Una sofferenza antica

«Conosco tanti di voi, vi ho visitato nei campi dove vivete. Ho nel cuore - scrive Nosiglia - gli occhi di tanti uomini, donne, bambini, ragazzi e nella mia preghiera trovate tutti posto. Conosco le vostre sofferenze, le umiliazioni, le difficoltà, ma anche i vostri sogni, le speranze, la fatica di raggiungere una vita migliore. So che sperate un futuro più bello per i vostri figli. Vorrei dirvi: abbiate fiducia! Abbiate fiducia nella possibilità di dare un’istruzione, una casa, un lavoro ai vostri figli! Abbiate fiducia di poter essere amici di noi non rom e non sinti, ma tutti figli dello stesso Dio. Siamo fratelli e sorelle».

Dignità e onestà

«Avere fiducia significa - prosegue l’Arcivescovo - non credere di risolvere i problemi della vita con la violenza o con la delinquenza e lillegalità», ma piuttosto affermare «la dignità dei vostri popoli con l’onore di una vita buona, rispettosa di voi stessi e degli altri. Il nostro futuro è vivere insieme, come una grande famiglia. In una famiglia si vive insieme ma nessuno è uguale ad un altro».

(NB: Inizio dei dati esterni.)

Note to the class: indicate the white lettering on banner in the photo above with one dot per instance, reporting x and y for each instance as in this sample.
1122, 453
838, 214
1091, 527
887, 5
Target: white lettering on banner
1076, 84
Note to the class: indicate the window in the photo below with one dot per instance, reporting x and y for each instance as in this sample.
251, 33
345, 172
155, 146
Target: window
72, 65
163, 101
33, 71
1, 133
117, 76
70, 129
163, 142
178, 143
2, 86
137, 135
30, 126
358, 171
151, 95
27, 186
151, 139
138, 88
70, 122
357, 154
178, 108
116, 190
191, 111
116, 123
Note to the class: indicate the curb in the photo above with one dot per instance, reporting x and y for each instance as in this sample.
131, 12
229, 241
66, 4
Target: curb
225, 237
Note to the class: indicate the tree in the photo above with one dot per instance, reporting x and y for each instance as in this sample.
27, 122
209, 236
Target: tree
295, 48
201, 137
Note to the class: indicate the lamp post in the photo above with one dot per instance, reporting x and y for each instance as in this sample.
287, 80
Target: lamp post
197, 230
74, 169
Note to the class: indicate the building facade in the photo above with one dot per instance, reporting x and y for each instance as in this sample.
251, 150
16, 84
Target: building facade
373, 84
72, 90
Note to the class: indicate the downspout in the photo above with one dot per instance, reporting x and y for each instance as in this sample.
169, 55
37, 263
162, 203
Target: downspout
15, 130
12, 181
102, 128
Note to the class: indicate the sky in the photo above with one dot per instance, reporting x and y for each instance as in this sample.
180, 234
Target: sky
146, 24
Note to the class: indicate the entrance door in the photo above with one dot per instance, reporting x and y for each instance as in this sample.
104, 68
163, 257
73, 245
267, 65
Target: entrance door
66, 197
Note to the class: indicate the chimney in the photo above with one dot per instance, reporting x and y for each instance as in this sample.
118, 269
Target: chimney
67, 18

Per i poveri è sempre crisi «Comprendo le fatiche delle vostre responsabilità - dice poi Nosiglia rivolto ai rappresentanti delle istituzioni -, in particolare in questo tempo di crisi. Non dite che sono tempi difficili per tutti e non ci sono risorse, perché se oggi tanti sono più poveri per la crisi, in un certo senso i Rom e i Sinti sono in crisi da sempre: ultimi della catena, capro espiatorio da secoli».

Invito e richiamo

L’esortazione di monsignor Nosiglia è «ad offrire parità di diritti. Sento la vergogna - dice - di campi più o meno autorizzati che sono al di sotto della soglia di vivibilità, in cui cresce la violenza e la delinquenza. La ridotta aspettativa di vita dei Rom in un Paese longevo come il nostro la dice lunga sulla loro povertà». Ancora: «È doveroso assicurare alla giustizia coloro che delinquono, ma non possiamo accettare la generalizzazione che si compie ai danni di tutto un popolo, costituito prevalentemente da minori».

«Vivere insiem

Con la Lettera pastorale, Daniela Sirò (Comunità di SantEgidio) e don Fredo Olivero (Pastorale Migranti) hanno presentato un documento elaborato dal gruppo di lavoro su Rom e Sinti promosso dalla Diocesi con la partecipazione di Aizo, Gruppo Abele, Terra del Fuoco, che il vescovo ha inviato al prefetto, al sindaco, al Miur, alle Asl: un programma di lavoro concreto, che dovrebbe essere coordinato da una cabina di regia, in cui coinvolgere istituzioni e forze sociali che ha i suoi cardini in proposte per l’abitare, listruzione, l’accompagnamento al lavoro, la salute, la cultura.